Tools for accessing the MassiveBlack-II simulations and derived data products hosted by CMU's Coma cluster.
- pymysql
- fitsio
- treecorr (https://github.com/EiffL/TreeCorr is required for ED correlations)
- halotools (https://github.com/duncandc/halotools/tree/alignments_devel)
- yaml
- astropy
- numpy v1.14 (or higher; one line in the projection function needs np.stack. Sorry).
n_s = 0.968
sigma_8 = 0.816
Omega_de = 0.725
Omega_m = 0.275
Omega_b = 0.046
Omega_k = 0.0
h = 0.701
w0 = -1.0
wa = 0.0
58 : z = 2.00000003456
63 : z = 1.50000000108
68 : z = 1.00000000106
73 : z = 0.624999999609
79 : z = 0.299999999011
85 : z = 0.0624999996021
This is my attempt to create an end-to-end pipeline from simulation products (particles and group information) to galaxy catalogues and summary statistics. This is still a work in progress. We're currently still quite dependent on various scattered bits of code and data products built (but not documented in any meaningful way that we know of) by Ananth Tenneti.
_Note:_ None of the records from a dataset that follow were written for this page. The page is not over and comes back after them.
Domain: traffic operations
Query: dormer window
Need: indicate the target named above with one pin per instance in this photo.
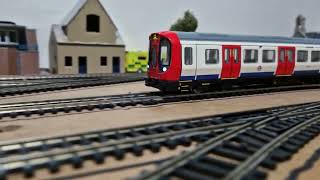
(93, 23)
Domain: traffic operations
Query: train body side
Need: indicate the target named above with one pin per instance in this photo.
(205, 60)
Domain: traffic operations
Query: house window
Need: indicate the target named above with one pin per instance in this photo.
(268, 56)
(68, 61)
(315, 56)
(212, 56)
(93, 23)
(103, 61)
(302, 56)
(188, 57)
(250, 56)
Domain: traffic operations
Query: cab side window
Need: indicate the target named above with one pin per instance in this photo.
(250, 56)
(188, 56)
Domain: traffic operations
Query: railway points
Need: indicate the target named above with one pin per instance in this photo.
(36, 153)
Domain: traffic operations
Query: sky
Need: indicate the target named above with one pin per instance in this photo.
(136, 19)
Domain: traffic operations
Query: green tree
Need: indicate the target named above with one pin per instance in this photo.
(188, 23)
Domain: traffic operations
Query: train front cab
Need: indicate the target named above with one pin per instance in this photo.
(164, 62)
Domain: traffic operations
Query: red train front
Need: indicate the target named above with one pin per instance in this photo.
(164, 61)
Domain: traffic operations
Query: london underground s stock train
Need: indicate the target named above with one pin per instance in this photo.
(190, 61)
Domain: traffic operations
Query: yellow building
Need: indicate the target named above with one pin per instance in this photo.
(87, 41)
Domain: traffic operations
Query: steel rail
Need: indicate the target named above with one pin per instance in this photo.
(253, 161)
(35, 161)
(168, 167)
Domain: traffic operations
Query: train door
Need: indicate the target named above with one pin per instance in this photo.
(208, 62)
(231, 62)
(153, 70)
(189, 62)
(286, 61)
(82, 65)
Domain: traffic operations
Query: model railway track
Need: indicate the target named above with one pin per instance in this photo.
(247, 152)
(109, 102)
(78, 76)
(44, 85)
(30, 155)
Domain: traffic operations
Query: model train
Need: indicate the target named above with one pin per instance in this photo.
(136, 61)
(189, 61)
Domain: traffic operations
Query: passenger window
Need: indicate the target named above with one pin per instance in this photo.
(315, 56)
(282, 55)
(290, 55)
(165, 55)
(302, 56)
(250, 56)
(226, 56)
(153, 59)
(188, 59)
(268, 56)
(236, 55)
(212, 56)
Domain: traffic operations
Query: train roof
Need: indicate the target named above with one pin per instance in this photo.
(194, 36)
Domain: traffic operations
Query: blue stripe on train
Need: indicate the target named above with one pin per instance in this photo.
(200, 77)
(250, 75)
(256, 75)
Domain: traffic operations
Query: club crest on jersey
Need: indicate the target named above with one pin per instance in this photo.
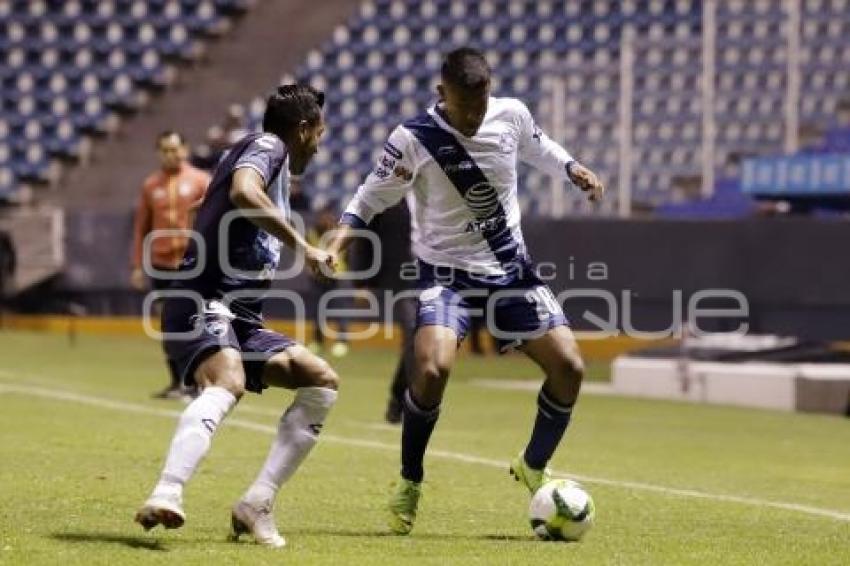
(403, 173)
(456, 167)
(482, 200)
(430, 294)
(507, 143)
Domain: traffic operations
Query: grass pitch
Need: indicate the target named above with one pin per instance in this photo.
(81, 445)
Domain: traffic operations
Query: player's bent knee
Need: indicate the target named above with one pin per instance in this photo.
(435, 373)
(327, 378)
(222, 369)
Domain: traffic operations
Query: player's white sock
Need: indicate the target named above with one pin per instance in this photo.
(297, 433)
(192, 438)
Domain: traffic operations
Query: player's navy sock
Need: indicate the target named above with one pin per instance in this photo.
(417, 426)
(175, 375)
(549, 426)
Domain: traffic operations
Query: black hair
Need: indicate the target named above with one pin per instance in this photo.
(289, 105)
(167, 134)
(465, 67)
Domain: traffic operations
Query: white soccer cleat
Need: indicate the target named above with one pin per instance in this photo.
(257, 520)
(161, 509)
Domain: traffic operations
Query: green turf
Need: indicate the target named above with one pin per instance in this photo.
(72, 475)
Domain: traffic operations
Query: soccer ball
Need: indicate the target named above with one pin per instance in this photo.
(561, 510)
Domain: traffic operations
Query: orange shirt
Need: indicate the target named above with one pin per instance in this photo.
(167, 202)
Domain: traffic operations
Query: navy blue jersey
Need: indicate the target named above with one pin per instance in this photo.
(238, 256)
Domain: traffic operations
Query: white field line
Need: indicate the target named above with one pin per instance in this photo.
(103, 403)
(587, 387)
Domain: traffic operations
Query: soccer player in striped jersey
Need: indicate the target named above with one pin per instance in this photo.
(213, 317)
(459, 161)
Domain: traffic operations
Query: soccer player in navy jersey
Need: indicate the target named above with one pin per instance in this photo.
(458, 161)
(212, 318)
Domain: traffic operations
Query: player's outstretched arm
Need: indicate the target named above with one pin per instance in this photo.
(247, 192)
(586, 180)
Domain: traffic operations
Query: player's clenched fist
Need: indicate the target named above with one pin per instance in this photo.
(320, 261)
(586, 180)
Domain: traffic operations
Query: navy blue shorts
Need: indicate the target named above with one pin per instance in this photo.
(515, 308)
(192, 336)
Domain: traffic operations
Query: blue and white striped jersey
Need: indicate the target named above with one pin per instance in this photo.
(465, 212)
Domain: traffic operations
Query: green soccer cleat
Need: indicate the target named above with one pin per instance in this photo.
(403, 506)
(532, 478)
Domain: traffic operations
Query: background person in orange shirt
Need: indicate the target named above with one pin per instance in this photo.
(167, 202)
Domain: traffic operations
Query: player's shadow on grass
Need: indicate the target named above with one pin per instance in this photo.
(126, 540)
(423, 536)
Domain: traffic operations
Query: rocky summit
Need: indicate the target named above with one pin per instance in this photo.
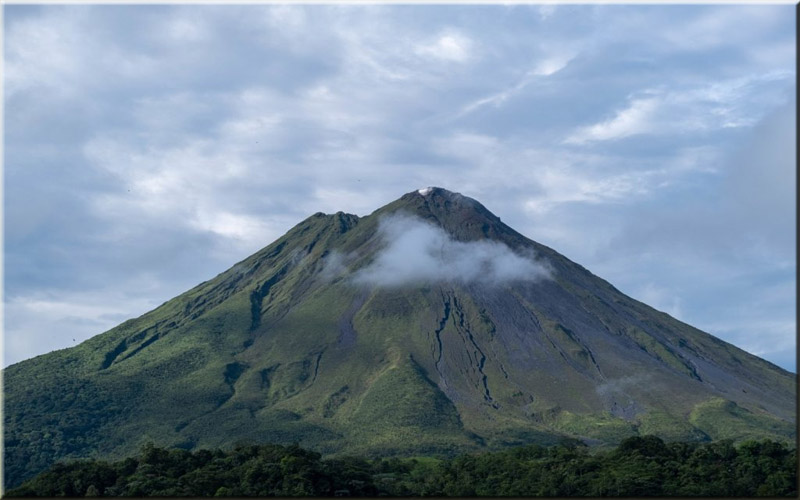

The data processing is handled by a series of calls to the scripts in mbii/pipeline. Adjustable features are set by yaml files (coma-specific examples can be found in mbii/config).
Assuming the paths in the config files are set correctly, mbii is in the PYTHONPATH and there are no dependencies missing one should be able to do the following.
This step entails reading in the SubFind particle positions in each halo, working out the inertia tensors and saving the flattened results as columns in a FITS file.
python -m mbii.pipeline.calculate_shapes --config config/fiducial_cat.yaml
This step involves various matching, calculation of derived quantities and application of user-specified cuts.
python -m mbii.pipeline.construct_catalogue --config config/fiducial_cat.yaml
Beware - this step is very slow!
This is is only useful for specific applications. Spin satellite galaxies about the halo centres, maintaining the relative orientation to those centres. Should leave the central objects unchanged.
Output/input files specified in the symmetrisation
section of the config file.
python -m mbii.pipeline.symmetrise --config config/fiducial_cat.yaml
Reads in a galaxy catalogue in the format produced by step 2. Outputs the result as text files.
python -m mbii.pipeline.calculate_2pt --config config/fiducial_cat.yaml
random_seed : fixed random seed to ensure consistent output on multiple runs, integer
root_folder : Location of the SubFind particle data, on Coma it should be '/physics/yfeng1/mb2'
catalogues:
snapshot : which redshift snaptshot to use. 85 is the lowest z~0.
shapes_method : method used to compute galaxy shapes, allowed: inertia_tensor, reduced_inertia_tensor, spin
postprocessed : FITS file in which to store the output of step 2 above.
shapes_dir : Directory to which to write the output of step 1 above. Also tells the code where to look for the inputs to step 2.
cuts : column names, lower then upper bounds
halo_matching :
symmetrisation:
catalogue : Input unsymmetrised catalogue. Should be the path to a FITS file of the format ouput by step 2 above.
output : Path to a FITS file to which we want to write the symmetrised catalogue.
pivot_type : Whether to rotate about the centre of mass or the centre-most galaxy, allowed : mass, galaxy
central_type : Flag used to define the central galaxy, allowed: spatial_central, most_massive
errors :
nsub : number of jackknife volumes to use to calculate errorbars.
2pt:
ctypes : whitespace separated list of two point correlations to calculate.
See Mandelbaum et al 2010 (https://arxiv.org/pdf/0911.5347.pdf)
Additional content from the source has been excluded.